Oren Aryeija, the Kabale district surveillance officer, said that due to free market and uncontrolled private clinics and pharmacies in the country, the rate of drug resistance and antimicrobial resistance has increased.
He proposed that the government should institute a policy that will compel private dealers in the sale of drugs to stop selling drugs to people without prescription of qualified medical personnel.
He was backed by Dr.
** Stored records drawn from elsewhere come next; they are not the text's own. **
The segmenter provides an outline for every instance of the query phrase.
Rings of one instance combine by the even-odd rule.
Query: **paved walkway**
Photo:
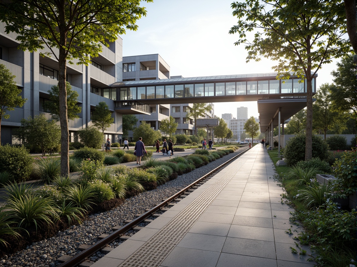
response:
[[[92,266],[311,266],[273,167],[253,147]]]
Derrick Kakooza, the coordinator of antimicrobial resistance surveillance at Kabale regional referral hospital, said that antimicrobial resistance is the biggest threat to human health in the country.
Alfred Besigensi the Kabale District Acting Health Officer said that alongside strict policies, governments need to cascade training and sensitization strategies to understand the negative side of self-medication as a key cause of antimicrobial resistance.
This was raised during a two days training of stakeholders on the National Action Plan Antimicrobial resistance surveillance held at Cephas Inn hotel, Kabale municipality.
The training was organized by the Coalition for health promotion and social development (HEPS Uganda) in partnership with Infectious Disease Institute (IDI).
It aimed at creating awareness and sensitizing the public on ways of fighting antimicrobial resistance in Uganda.
Prima Kazoora, the HEPS Uganda programs manager, said that health stakeholders need to engage the government through the office of Prime Minister and office of the President to ensure that activities of a National Health platform are incorporated in health master plan.